Before enabling MPX management using PR_MPX_ENABLE_MANAGEMENT, the application must
first have allocated a user-space buffer for the bounds directory and placed the
location of that directory in the bndcfgu register.
These calls will fail if the CPU or kernel does not support MPX. Kernel support
for MPX is enabled via the CONFIG_X86_INTEL_MPX configuration option. You can
check whether the CPU supports MPX by looking for the 'mpx' CPUID bit, like with
the following command:
cat /proc/cpuinfo | grep ' mpx '
A thread may not switch in or out of long (64-bit) mode while MPX is enabled.
All threads in a process are affected by these calls.
The child of a fork(2) inherits the state of MPX management. During execve(2), MPX
management is reset to a state as if PR_MPX_DISABLE_MANAGEMENT had been called.
For further information on Intel MPX, see the kernel source file
Documentation/x86/intel_mpx.txt.
PR_SET_NAME (since Linux 2.6.9)
Set the name of the calling thread, using the value in the location pointed to by
(char *) arg2. The name can be up to 16 bytes long, including the terminating null
byte. (If the length of the string, including the terminating null byte, exceeds
16 bytes, the string is silently truncated.) This is the same attribute that can
be set via pthread_setname_np(3) and retrieved using pthread_getname_np(3). The
attribute is likewise accessible via /proc/self/task/[tid]/comm, where tid is the
name of the calling thread.
PR_GET_NAME (since Linux 2.6.11)
Return the name of the calling thread, in the buffer pointed to by (char *) arg2.
The buffer should allow space for up to 16 bytes; the returned string will be null-
terminated.
PR_SET_NO_NEW_PRIVS (since Linux 3.5)
Set the calling process's no_new_privs bit to the value in arg2. With no_new_privs
set to 1, execve(2) promises not to grant privileges to do anything that could not
have been done without the execve(2) call (for example, rendering the set-user-ID
and set-group-ID mode bits, and file capabilities non-functional). Once set, this
bit cannot be unset. The setting of this bit is inherited by children created by
fork(2) and clone(2), and preserved across execve(2).

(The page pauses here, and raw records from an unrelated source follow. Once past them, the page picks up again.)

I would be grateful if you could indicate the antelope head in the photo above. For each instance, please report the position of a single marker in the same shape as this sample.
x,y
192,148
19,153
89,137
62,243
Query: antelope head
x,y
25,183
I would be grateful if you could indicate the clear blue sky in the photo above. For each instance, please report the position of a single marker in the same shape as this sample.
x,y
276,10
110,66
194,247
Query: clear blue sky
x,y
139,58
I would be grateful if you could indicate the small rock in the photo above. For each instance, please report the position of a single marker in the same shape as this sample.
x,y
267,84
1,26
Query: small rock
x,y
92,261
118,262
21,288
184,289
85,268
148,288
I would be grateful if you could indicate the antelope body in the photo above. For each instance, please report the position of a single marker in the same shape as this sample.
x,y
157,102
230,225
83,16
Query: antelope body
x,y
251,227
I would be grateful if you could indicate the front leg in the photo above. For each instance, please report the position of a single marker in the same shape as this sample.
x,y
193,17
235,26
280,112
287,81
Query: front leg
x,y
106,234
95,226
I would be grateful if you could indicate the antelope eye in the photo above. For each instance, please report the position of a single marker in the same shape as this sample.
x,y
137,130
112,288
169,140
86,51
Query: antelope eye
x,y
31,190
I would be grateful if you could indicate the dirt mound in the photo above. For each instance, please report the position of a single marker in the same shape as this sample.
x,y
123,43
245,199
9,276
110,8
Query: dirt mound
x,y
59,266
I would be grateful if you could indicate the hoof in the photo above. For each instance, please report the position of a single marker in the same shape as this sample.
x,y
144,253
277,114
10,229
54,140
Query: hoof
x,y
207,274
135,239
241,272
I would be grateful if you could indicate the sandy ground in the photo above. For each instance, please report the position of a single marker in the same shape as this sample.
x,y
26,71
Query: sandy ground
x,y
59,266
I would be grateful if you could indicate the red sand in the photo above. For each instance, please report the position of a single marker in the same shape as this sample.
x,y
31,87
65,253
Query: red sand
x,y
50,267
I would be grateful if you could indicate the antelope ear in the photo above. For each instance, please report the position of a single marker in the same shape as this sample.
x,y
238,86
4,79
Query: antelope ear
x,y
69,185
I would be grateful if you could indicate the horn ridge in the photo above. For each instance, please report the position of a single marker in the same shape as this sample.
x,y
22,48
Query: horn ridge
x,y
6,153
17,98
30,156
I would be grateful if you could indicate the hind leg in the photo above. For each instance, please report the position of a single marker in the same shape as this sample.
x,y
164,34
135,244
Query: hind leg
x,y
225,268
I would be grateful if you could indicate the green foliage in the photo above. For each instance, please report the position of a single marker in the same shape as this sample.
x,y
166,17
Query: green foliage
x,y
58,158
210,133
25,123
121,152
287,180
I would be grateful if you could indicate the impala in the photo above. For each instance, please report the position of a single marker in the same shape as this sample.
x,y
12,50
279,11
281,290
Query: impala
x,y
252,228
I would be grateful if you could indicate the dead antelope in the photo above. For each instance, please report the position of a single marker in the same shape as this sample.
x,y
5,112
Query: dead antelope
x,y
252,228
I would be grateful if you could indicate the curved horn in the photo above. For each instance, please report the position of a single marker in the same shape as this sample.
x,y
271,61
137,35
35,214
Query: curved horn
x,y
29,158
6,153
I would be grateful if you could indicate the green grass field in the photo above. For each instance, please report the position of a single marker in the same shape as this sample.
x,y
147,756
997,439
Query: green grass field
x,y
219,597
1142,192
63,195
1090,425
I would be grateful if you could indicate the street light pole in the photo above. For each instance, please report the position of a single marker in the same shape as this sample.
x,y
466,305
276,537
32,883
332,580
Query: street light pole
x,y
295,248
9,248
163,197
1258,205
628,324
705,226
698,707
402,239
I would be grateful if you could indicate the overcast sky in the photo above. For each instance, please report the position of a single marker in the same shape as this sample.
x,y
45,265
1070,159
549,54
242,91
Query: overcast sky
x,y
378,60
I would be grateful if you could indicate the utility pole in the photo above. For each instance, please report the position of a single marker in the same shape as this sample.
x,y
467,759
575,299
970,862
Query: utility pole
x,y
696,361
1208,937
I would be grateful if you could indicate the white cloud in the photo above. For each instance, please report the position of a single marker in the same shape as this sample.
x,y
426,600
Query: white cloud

For more information, see the kernel source file
Documentation/prctl/no_new_privs.txt.
PR_GET_NO_NEW_PRIVS (since Linux 3.5)
Return (as the function result) the value of the no_new_privs bit for the current
process. A value of 0 indicates the regular execve(2) behavior. A value of 1
indicates execve(2) will operate in the privilege-restricting mode described above.
PR_SET_PDEATHSIG (since Linux 2.1.57)
Set the parent death signal of the calling process to arg2 (either a signal value
in the range 1..maxsig, or 0 to clear). This is the signal that the calling
process will get when its parent dies. This value is cleared for the child of a
fork(2) and (since Linux 2.4.36 / 2.6.23) when executing a set-user-ID or set-
group-ID binary, or a binary that has associated capabilities (see
capabilities(7)). This value is preserved across execve(2).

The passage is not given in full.